The document is organized around the phases of implementation listed below, which are intended to encompass the life cycle of automated software testing within an organization’s test program. Each phase has specific tasks, metrics and deliverables that are explained in detail:

  • Pre-plan: Research, invest time and gather information for making an informed decision on automation. Perform a cost-benefit analysis and compute an ROI; be sure to include any long-term benefits and then decide whether to automate. Specific steps include research into the program test plan, automation capabilities and opportunities, knowing man power skill set and resource needs and quantifying costs and benefits from automation.

  • Plan: Develop an automated software test plan by identifying and prioritizing test requirements, identifying and assessing appropriate automation tools with quantifiable and discernable metrics, identifying barriers to automation implementation, drafting the test automation framework and outlining the test script needs.

  • Design: Take the automation plan to another level deeper in detail and make decisions for how best to execute automation. In this phase, automation tools are selected and made available, test scenarios for automation are generated, test cases are determined, the output analysis strategy is designed and the configuration control is established, all culminating in a design review.

  • Execute: The activities and decisions that enable a test, otherwise to be conducted manually, to be automated. It often starts by interviewing a system operator or capturing the manual tester’s steps, and then deciding the best automated test environment, integrating the tools within the designed test framework, developing and refining the automation scripts and iteratively testing out the execution while refining the process.

  • Analyze: The focus is on the output of each automated test, typically involving recording data files or log files. The purpose is to combine, manipulate and analyze the output data to learn output errors and faults associated with the system under test (SUT) to include integration issues. Individual steps include setting the data format, assessing the output data, ensuring that anomalies are real and characterizing anomalies, revising automation metrics and ROI.

  • Maintain: This final phase is often the most time-consuming and painful aspect of automation. Once test scripts have been written, executed and refined for optimal use, something (SUT, the test environment including monitors or operating system versions and IT patches and automation tool version) changes. The scripts now fail to execute properly unless revised, which is one of the tasks in the maintenance phase.

Although the phases can be visualized and enacted in a chronological or linear fashion, we realize and emphasize that there is significant connectivity between them such that moving in a less-structured or iterative direction can be advisable.
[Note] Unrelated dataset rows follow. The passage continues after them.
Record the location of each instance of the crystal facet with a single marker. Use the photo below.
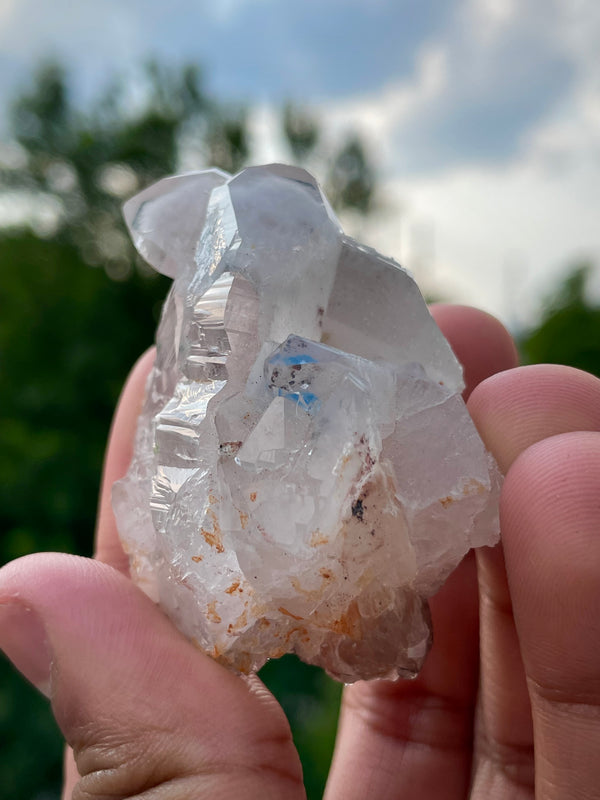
(305, 471)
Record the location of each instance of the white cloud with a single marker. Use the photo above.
(377, 116)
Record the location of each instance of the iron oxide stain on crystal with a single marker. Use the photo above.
(305, 472)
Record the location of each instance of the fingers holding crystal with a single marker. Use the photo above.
(551, 521)
(415, 739)
(118, 456)
(512, 411)
(479, 341)
(144, 710)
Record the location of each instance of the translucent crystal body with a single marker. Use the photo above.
(305, 471)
The suggested approach also involves maturing several important automation tasks across multiple phases. For example, automation tool selection is often considered a primary and critical decision. The implementation guide suggests tool selection and tool acquisition to be a part of each of the plan, design and execute phases, where increased knowledge and topic maturity is obtained in subsequent phases. Iteration and looping of the phases are a key to success.
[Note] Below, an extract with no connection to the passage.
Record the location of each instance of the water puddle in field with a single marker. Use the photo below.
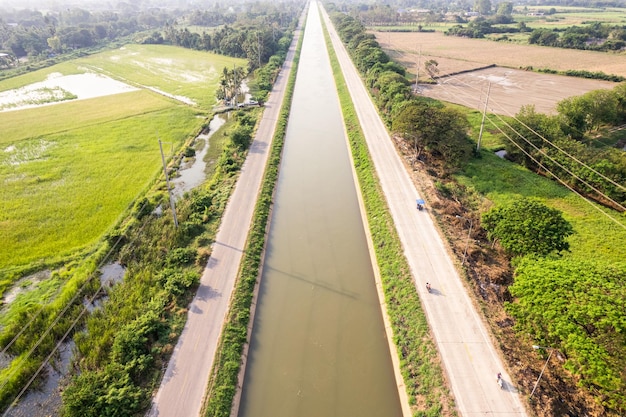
(110, 275)
(45, 401)
(24, 285)
(192, 172)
Feedback on these documents has been favorable as they have been briefed to the naval automated test and analysis executive board, at conferences (DoD/NASA Knowledge Exchange Conference, International Test and Evaluation Association [ITEA], to the Military Operations Research Society Symposium [MORSS]) and to the stakeholder organizations across DoD. The overall project is entering a second phase in FY18 that will enhance these deliverables, create a repository for AST tools and scripts and continue direct program support to some Navy organizations at various stages in their automated software testing journeys. The results of this effort enable the acquisition community to inject more rigor during the development phase that also enables a capability that supports demonstrating assurance during operational acceptance and follow-on system improvement efforts.